Broken Branches and Watering Holes

Ever think to yourself, I’d better take that photo before something happens and it (subject of photo) is no longer there – or is somehow changed?

About a month ago, I was sitting on the front steps enjoying early morning coffee, when a blue jay flew to a noticeable knot in one of the nearby sugar maples. At first, I thought it was about to raid a nest, but as the jay dipped its head into the hole, no parent birds came to attack. I watched the jay repeatedly dip its head into the knot-hole, and realized it was drinking.


The knot-hole is angled upward – probably where a branch once grew from the trunk. The angle is such that it must catch rain water and runoff from the leaves and branches above it. I had never observed birds using such a natural watering hole before, but as I sat there that morning, a white-breasted nuthatch, a red-bellied woodpecker, several more jays, and a phoebe all stopped by for a drink.

Did I photograph any of the birds drinking? Nope. Did I even get a clear shot of the knot-hole? Nope. What’s the hurry? It’s not like it was going anywhere…

Last night, in the quiet and pitch dark of late evening, as I lay awake listening to the night sounds outside the window, I suddenly heard the distinct and very loud sound of branches breaking. Though I got up and looked out the window, I couldn’t see a thing in the dark. I assumed there was a bear in the woods across the driveway, breaking branches to get to the insects.

Next morning, I immediately noticed that a large, healthy branch above the watering hole had broken and was hanging down along the trunk.


Curious. The branch was obviously healthy – it was full of leaves. There had been no wind, no storms. Why would a branch break like that?

Closer inspection of the trunk told the story. Bear claw marks on the trunks, and tiny bits of bark chipped off where claws had grabbed hold. My guess is a bear climbed this tree for some reason, but the branch, which was part of a fork in the tree, could not support its weight and broke. The bear had plenty of other branches and the trunk to hold on to, so the bear itself would not have fallen out of the tree (I would have heard the thud!)

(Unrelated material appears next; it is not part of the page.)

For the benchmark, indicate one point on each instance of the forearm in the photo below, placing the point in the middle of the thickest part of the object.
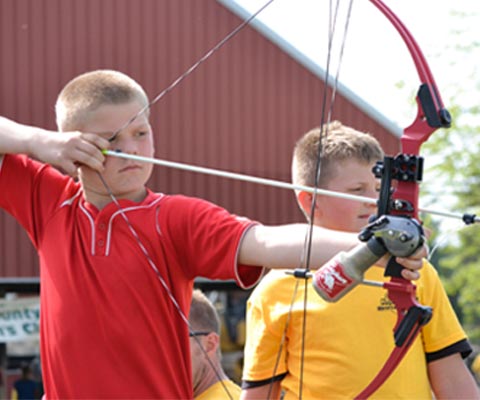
(16, 138)
(284, 246)
(451, 379)
(269, 391)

There’s plenty of water around for a bear, so I doubt it was interested in the ‘water hole’ in the tree…unless it smells strongly of maple sugar! Most likely one or more cubs playing and practicing tree-climbing, while Mom poked around the yard looking for something to eat.

In any case, we’ll need to cut the branch loose, because now it’s covering the watering hole. And obscuring my view of the visiting birds. Can’t have that!

I just love making little discoveries and unraveling natural mysteries that happen in my own back yard. Life is good.


3 Responses to “Broken Branches and Watering Holes”

  1. KGMom Says:

    Just another lesson on carpe diem!
    My specialty is literature–and there are so many poems with that theme–carpe diem, carpe diem!
    You learned it with trees, I learned it with poems.

  2. KGMom Says:

    On the subject of bears–we have a sad situation here. About a week ago, a 250 lb bear was spotted in our general area. We are VERY suburbanized. The bear was eventually tranquilized and moved.
    Well, he or she turned up in Luzerne Co. (PA) where it had been moved. Turns out, this bear has done this several times.
    Now the word is it will be euthanized if it goes into human inhabited areas again. It has become too acclimated to human areas and the food goodies it can find.
    I hate things like this–I hate our endless expansion, I hate our encroaching on bear habitat.
    I vote for bears having “the right of way.”!

  3. obi4240 Says:

    That’s probably a better solution than what happened here recently – which I still for the life of me can’t figure out. Apparently a bear ‘tried to break into someone’s house’ in a developed area next to a state forest in Vernon township. There were two bears actually – both moms with cubs. (both tried breaking and entering?? I sincerely doubt it).

    They were both shot dead by the police and the Fish and Game officers, and the now-orphaned cubs ‘taken away.’ I wonder why they weren’t tranquilized and moved – especially since there is now the burden of raising five orphaned cubs. Where is the logic in that? Unless they killed the cubs too. The news never said where the cubs were taken. A zoo? Are they doomed to a life in captivity?